If you read the transcript, the defense had a cd of recording that spanned several days. My guess is the prosecution didn't see the call as suspicious, and didn't prep Colburn on the call. If you read the redirect, Colburn explains that he could have been confirming information he was given, and he again states the he did not see the car on the 3rd.


----------



## GoPackGo (Dec 29, 2012)

bareyb said:


> Oh God, I'd have to watch the whole thing again. IIRC correctly, it was mentioned by one of the investigators somewhere along the line. He basically posed the same question. He said "they have a smelter on the property, why not just burn the body using that?".
> 
> ETA: Did a quick Google and found several sources that also heard it. It seems fairly widely known.
> 
> ETA 2: Check out this link: https://www.google.com/search?client=safari&rls=en&q=Avery+had+a+Smelter+on+the+property+why+not+just+use+that%3F&ie=UTF-8&oe=UTF-8


I like to use the subtitle sites when I need to recall dialog from a show: http://subscene.com/subtitles/making-a-murderer-first-season/english/1246835


----------



## jgickler (Apr 7, 2000)

A smelter would not be a good was to get rid of a body. They are designed to melt metal, and it is basically a vessel that is heated. Think of it like a pot on a stove. They are not designed for combustible materials and a body would not melt, it would probably make a lot of very nasty smoke, and I doubt it would ever be as effective as an open fire with some sort of fuel.


----------



## ElJay (Apr 6, 2005)

jgickler said:


> The documentary tells you over and over how distrustful the cops are so you distrust the evidence. To the point where you are willing to believe a convoluted conspiracy theory predicated on the idea...


I think what you are missing is the personal liability aspect on Lenk, Colborn, et al regarding the civil lawsuit. I don't think it was just the county itself that was going to go down.


----------



## getreal (Sep 29, 2003)

Here's yet another theory about an alternate murderer of Teresa Walbach on Halloween 2005 ... Edward Wayne Edwards:


----------



## TAsunder (Aug 6, 2003)

pdhenry said:


> We don't convict on those grounds.
> 
> Reasonable doubt results in a decision for the defendant.
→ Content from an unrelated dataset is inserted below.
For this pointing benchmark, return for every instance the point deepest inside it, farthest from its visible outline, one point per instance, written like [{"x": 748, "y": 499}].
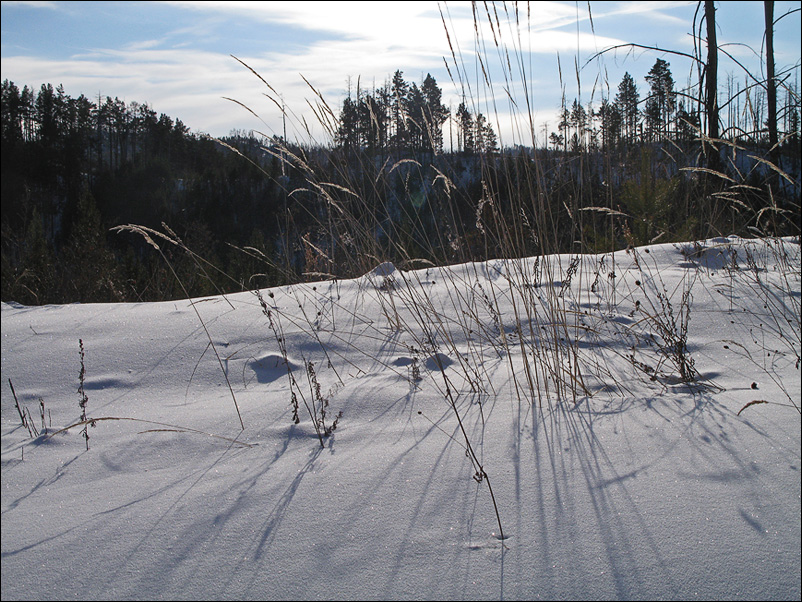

I'm not talking about a court of law. I'm talking about people here and on reddit who actually think the most likely scenario is that someone other specific person did it.


----------



## ACoolDude (Dec 11, 2001)

Was the jury stacked from the get go?










How did the jury have the father of a Manitowoc county officer and the husband of a woman that works in the Manitowoc county clerks office? Both would have had a personal interest in seeing the county not lose a $36M lawsuit and possibly seeing relatives/wife lose their jobs due to the resultant job cuts.

I think that having a Manitowoc county officer's father on the jury would be pretty intimidating if you lived there - and IIRC all of the jurors were from Manitowoc county.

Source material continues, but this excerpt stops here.